President Trump needs a stable dollar along with tax cuts to maximize growth
President Trump is likely to name a new Federal Reserve chair over the next few days. Speculation is focused on current Fed governor Jay Powell and Stanford University economist John Taylor. The list may be larger; it could still include current Chair Janet Yellen or Kevin Warsh. Trump is soliciting opinions and advice from people inside and outside government. We will see soon enough.
Unfortunately, so much of the conversation about a new Fed leader is focused on who will be the high-interest-rate hawk or the low-interest-rate dove. But that's not really the way we should be looking at it.

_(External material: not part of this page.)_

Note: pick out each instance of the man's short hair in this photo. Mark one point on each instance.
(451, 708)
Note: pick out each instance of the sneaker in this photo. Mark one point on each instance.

Here's a point no one has discussed: the fate of the dollar.
Now, strictly speaking, dollar policy is the purview of the Treasury Department, which has the authority to intervene in exchange markets to buy or sell dollars. By the way, Congress also has a constitutional prerogative to set dollar value.
During the 1990s, Democrat Robert Rubin was secretary of the Treasury, and he advocated a strong-dollar policy. Just in case markets didn't believe him, he intervened a couple of times, buying dollars to punctuate his policy.
But the Fed and its money-creating balance-sheet policies must work with the Treasury to execute dollar policies. In the long run, Treasury interventions don't really have any clout. It's the Fed that really counts.
And yet, we don't really know what dollar policies the Fed candidates favor.
So far as I know, Yellen hardly ever mentions the dollar. Nor does Powell, at least not in his very few public speeches.
While President Trump sometimes publicly favors a steady dollar, he sometimes warns that he does not want a particularly strong greenback.
But I think the best policy is a steady, sound, reliable King Dollar.